Peut-on faire un prêt immobilier à deux sans mariage ni Pacs ?

Les couples vivant en concubinage ou en union libre peuvent tout à fait emprunter à deux en vue de réaliser un achat immobilier. Toutefois, certaines précautions s’imposent pour anticiper les difficultés éventuelles.

Acheter à deux permet parfois de voir plus grand mais aussi de concrétiser un engagement fort au sein du couple. Oui, mais comment faire lorsqu’on n’est ni marié, ni pacsé ?

Mariage, Pacs, concubinage : quelles possibilités pour acheter en couple ?

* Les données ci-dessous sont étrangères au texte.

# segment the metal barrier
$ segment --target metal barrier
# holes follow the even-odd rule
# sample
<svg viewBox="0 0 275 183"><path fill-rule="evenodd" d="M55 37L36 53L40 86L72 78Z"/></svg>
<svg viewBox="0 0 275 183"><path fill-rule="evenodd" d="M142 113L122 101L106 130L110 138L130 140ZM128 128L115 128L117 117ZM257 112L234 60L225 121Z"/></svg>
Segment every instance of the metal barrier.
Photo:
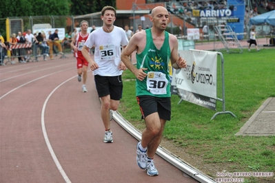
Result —
<svg viewBox="0 0 275 183"><path fill-rule="evenodd" d="M32 43L18 43L16 45L11 45L8 47L8 52L10 52L10 55L8 56L8 61L6 62L5 64L8 63L10 63L11 64L15 64L15 58L18 58L19 63L26 63L27 61L32 61L31 56L32 56L32 50L36 51L36 47L34 44Z"/></svg>

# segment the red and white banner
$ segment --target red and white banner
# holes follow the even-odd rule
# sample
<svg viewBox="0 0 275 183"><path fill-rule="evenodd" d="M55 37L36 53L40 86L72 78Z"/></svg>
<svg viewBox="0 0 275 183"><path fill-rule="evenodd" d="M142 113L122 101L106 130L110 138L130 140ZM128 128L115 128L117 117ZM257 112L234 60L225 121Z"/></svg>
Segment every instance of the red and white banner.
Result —
<svg viewBox="0 0 275 183"><path fill-rule="evenodd" d="M26 48L26 47L32 47L32 43L17 43L16 45L10 45L10 50L12 49L19 49L19 48Z"/></svg>
<svg viewBox="0 0 275 183"><path fill-rule="evenodd" d="M181 99L216 109L216 52L179 50L187 67L173 72L171 92Z"/></svg>

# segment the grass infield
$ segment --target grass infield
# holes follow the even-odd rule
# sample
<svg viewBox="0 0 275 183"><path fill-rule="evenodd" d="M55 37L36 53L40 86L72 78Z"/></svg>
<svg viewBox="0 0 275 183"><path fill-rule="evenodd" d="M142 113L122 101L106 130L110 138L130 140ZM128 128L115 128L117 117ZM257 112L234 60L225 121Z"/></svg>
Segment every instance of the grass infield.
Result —
<svg viewBox="0 0 275 183"><path fill-rule="evenodd" d="M163 147L214 178L223 171L274 173L275 136L234 134L267 98L275 97L275 50L262 48L256 52L253 47L242 54L222 53L226 110L237 118L222 114L210 120L216 111L186 101L178 105L179 98L173 95L172 120L166 122L163 140L170 145ZM145 122L141 120L136 100L135 77L126 70L123 80L119 111L141 131ZM217 102L217 109L222 111L221 102ZM245 182L275 182L275 176L247 176L244 180Z"/></svg>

En cas d’achat immobilier, la répartition de la propriété dépend :

  • Du contrat de mariage pour un couple marié. La communauté légale et la séparation de biens sont les deux régimes les plus fréquemment rencontrés. Sous le régime de la séparation de biens, il n’y a aucune notion de patrimoine commun aux époux. Les biens acquis avant ou après le mariage restent la propriété seule et unique du conjoint concerné. Les biens acquis pendant le mariage sont répartis à due proportion de la contribution financière de chacun. À l’inverse, sous le régime de la communauté, tout bien acquis est considéré comme un bien commun.
  • De la date du Pacs et/ou du choix patrimonial pour un couple pacsé. Avant le 1er janvier 2007, le régime par défaut était l’indivision. Les partenaires de Pacs n’avaient donc pas le choix. Depuis cette date, les couples pacsés peuvent choisir librement leur régime.
  • Du choix patrimonial pour un couple en union libre (ou concubinage). Pour les couples qui ne sont ni mariés, ni pacsés, l’univers des possibles est relativement vaste.
prêt immobilier à deux sans mariage ni pacs

Achat immobilier à plusieurs : trois options à connaître

En l’absence de contrat de mariage ou de contrat de Pacs, il existe ainsi trois grandes possibilités pour acheter et s’endetter à deux :

  • L’indivision. Il s’agit très probablement d’une des solutions à privilégier car elle est très peu contraignante sur le plan juridique. De plus, chacun est propriétaire d’une part du bien (quotité d’acquisition). Cette part est proportionnelle à son investissement personnel ou sa part de crédit.
  • La société civile immobilière (SCI). Il s’agit d’une piste à creuser, notamment dans la perspective de la transmission. Attention, la SCPI peut néanmoins se révéler gourmande en temps et en frais. Elle impose aussi un certain formalisme.
  • La tontine immobilière. Ce cas est extrêmement rare. Ce mode d’achat permet de réaliser une acquisition à deux. Au décès d’un des deux conjoints, le conjoint survivant est reconnu comme ayant toujours été le seul et unique propriétaire.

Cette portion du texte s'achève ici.